Ketika Negara "Memaafkan" dengan Harga Murah
Program ini disebut sebagai "tax amnesty". Sekilas terdengar mulia, seperti pengakuan dosa di tempat ibadah. Tapi bedanya, di sini ampunan bukan diberikan demi kebajikan, melainkan demi kas negara yang seret, ruwet dan mumet. Negara tampaknya mulai belajar seni negosiasi tinggi: "Boleh saja kalian curang, asal bayar sedikit saja. Kita damai, ya?"
Namun, apa jadinya jika orang jujur terus membayar pajak, sementara para pengemplang dilindungi undang-undang negara? Jawabannya sederhana: keadilan yang tertukar. Sebuah parodi nyata dari demokrasi yang katanya menjunjung kesetaraan.
Keadilan atau Lelucon?
Mari kita coba memvisualisasikan adegan ini:
Bayangkan seorang pegawai kecil bernama Pak Jujur. Setiap bulan, ia menyerahkan sebagian gajinya untuk pajak, meski kadang harus memotong anggaran makan siangnya. Di sisi lain, ada Tuan Muda Kaya Raya yang suka naik private-jet dan flexing, yang memarkirkan mobil sport-nya di garasi mansion mewah pernah berkata:
"Ah, bayar pajak? Tunggu saja program amnesti berikutnya!"

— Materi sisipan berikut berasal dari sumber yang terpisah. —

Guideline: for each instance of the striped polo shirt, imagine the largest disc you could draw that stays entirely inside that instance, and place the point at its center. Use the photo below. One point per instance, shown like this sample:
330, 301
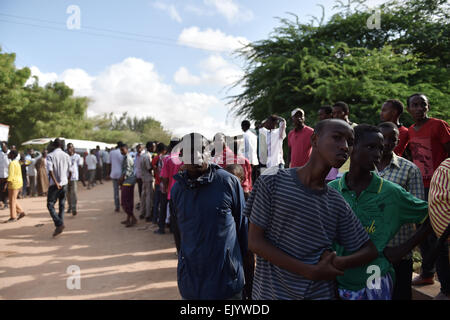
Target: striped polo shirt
303, 223
439, 198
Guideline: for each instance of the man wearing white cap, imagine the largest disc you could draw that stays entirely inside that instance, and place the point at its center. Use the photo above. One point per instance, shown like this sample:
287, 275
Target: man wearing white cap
299, 140
271, 143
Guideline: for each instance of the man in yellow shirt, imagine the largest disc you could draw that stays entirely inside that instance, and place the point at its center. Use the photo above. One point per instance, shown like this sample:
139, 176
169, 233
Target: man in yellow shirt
15, 184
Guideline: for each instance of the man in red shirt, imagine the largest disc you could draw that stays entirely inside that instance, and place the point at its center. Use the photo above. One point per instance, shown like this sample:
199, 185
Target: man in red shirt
157, 165
429, 142
391, 112
299, 140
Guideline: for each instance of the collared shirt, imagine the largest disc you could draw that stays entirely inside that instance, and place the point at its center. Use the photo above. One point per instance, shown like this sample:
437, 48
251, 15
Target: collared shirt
116, 163
15, 180
75, 161
213, 234
99, 156
91, 162
145, 165
4, 164
228, 157
137, 165
105, 157
303, 223
439, 198
59, 162
406, 174
32, 172
427, 146
271, 145
403, 139
171, 166
250, 146
346, 166
383, 207
128, 170
300, 144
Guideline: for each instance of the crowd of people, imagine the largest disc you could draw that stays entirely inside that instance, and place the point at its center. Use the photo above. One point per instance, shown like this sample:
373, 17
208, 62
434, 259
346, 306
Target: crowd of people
352, 200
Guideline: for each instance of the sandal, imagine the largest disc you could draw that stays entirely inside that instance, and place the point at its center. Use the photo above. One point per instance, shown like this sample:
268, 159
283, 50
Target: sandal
10, 220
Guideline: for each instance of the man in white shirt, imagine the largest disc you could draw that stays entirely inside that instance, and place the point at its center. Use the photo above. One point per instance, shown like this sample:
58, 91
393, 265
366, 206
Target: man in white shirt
91, 161
250, 148
32, 172
116, 159
58, 164
106, 164
271, 143
75, 162
4, 164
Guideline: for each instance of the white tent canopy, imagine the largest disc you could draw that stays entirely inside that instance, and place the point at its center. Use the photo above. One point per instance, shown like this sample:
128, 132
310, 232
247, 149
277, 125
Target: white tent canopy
80, 145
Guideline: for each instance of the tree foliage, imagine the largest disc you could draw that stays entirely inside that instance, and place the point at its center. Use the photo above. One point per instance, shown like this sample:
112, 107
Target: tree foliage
308, 66
33, 111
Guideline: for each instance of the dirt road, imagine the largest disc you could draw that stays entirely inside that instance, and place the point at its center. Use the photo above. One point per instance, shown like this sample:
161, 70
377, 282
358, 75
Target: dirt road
115, 262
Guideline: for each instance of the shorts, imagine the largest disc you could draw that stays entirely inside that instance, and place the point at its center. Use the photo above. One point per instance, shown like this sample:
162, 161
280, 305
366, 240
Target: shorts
383, 293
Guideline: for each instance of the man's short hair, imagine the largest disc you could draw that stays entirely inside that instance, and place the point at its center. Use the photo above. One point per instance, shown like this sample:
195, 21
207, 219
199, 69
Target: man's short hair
322, 125
245, 124
388, 125
327, 109
57, 143
160, 147
417, 95
397, 104
362, 130
343, 106
236, 169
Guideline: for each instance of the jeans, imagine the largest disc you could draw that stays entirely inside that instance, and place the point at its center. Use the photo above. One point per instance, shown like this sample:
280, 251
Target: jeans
72, 195
156, 202
403, 279
146, 198
91, 178
174, 227
3, 194
53, 195
116, 193
163, 212
443, 268
33, 190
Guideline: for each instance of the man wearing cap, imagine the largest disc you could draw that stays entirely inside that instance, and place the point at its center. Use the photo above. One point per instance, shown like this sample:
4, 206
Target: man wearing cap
207, 205
299, 140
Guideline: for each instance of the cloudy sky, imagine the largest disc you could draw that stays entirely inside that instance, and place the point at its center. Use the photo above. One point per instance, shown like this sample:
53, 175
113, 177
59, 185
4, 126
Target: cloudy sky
169, 59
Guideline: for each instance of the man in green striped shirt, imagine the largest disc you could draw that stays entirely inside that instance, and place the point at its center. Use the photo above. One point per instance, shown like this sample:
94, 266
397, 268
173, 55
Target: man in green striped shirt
382, 208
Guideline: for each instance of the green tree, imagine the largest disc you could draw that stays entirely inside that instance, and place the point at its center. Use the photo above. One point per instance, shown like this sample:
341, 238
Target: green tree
308, 66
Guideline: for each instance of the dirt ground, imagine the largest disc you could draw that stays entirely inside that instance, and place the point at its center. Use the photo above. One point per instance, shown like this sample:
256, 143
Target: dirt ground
115, 262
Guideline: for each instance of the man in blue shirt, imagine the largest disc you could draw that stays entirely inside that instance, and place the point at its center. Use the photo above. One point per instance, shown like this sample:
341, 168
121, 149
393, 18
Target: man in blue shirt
207, 204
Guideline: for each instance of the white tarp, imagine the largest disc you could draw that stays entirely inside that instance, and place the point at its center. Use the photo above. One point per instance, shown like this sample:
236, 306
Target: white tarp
4, 132
80, 145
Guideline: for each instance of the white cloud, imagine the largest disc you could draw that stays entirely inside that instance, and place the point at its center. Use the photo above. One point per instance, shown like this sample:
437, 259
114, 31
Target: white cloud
215, 71
134, 86
170, 9
78, 79
183, 77
209, 39
232, 11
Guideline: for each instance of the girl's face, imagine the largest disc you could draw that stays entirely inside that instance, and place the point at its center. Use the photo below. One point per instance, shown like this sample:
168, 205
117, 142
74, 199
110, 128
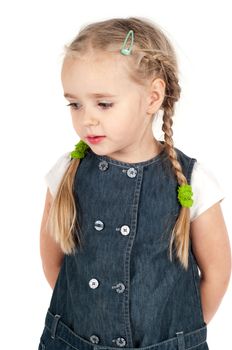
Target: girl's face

Dan ternyata, benar saja. Program amnesti pajak bukan barang baru di negeri yang pejabat negaranya bisa punya gelar dan ijasah dadakan. Tahun 2016 ada, tahun 2021 diulang, dan kini, tahun 2025 pun direncanakan lagi. Kalau begini terus, jangan-jangan, program ini bakal jadi tradisi tahunan - seperti festival diskon besar-besaran. "Ampunan Pajak, hanya hari ini! Jangan lewatkan!"